Reputation: 12073
I have a particular regular expression:
#\b[a-z0-9-_%"]+\b#gi
I have the following test string I am applying that regex filter to:
abc def ghi jkl mno %%car% __car_ tall-person "thing" 20% %30%
However, the detected word boundaries are as follows (square brackets represent boundaries):
[abc] [def] [ghi] [jkl] [mno] %%[car%] [__car_] [tall-person] "[thing"] [20%] %[30%]

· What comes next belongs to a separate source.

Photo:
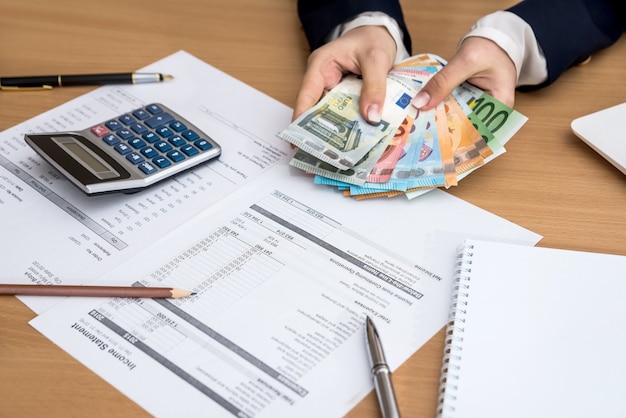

So, certain types of punctuation ("_") are recognized at both the beginning and end of the word as "word characters." On the other hand, other types ("%" or double quotes) are ignored when they are at the beginning of the word. Why is this?
Upvotes: 4
Views: 2718
Reputation: 369024
In word boundary, word means \w
meta character (in most regular expression engine): [A-Za-z0-9_]
; %
, "
is not in that characters: match word boundary.
I think you don't need to use word boundary:
// javascript example
> 'abc def ghi jkl mno %%car% __car_ tall-person "thing" 20% %30%'.match(/[a-z0-9-_%"]+/g)
["abc", "def", "ghi", "jkl", "mno", "%%car%", "__car_", "tall-person", ""thing"", "20%", "%30%"]
Upvotes: 3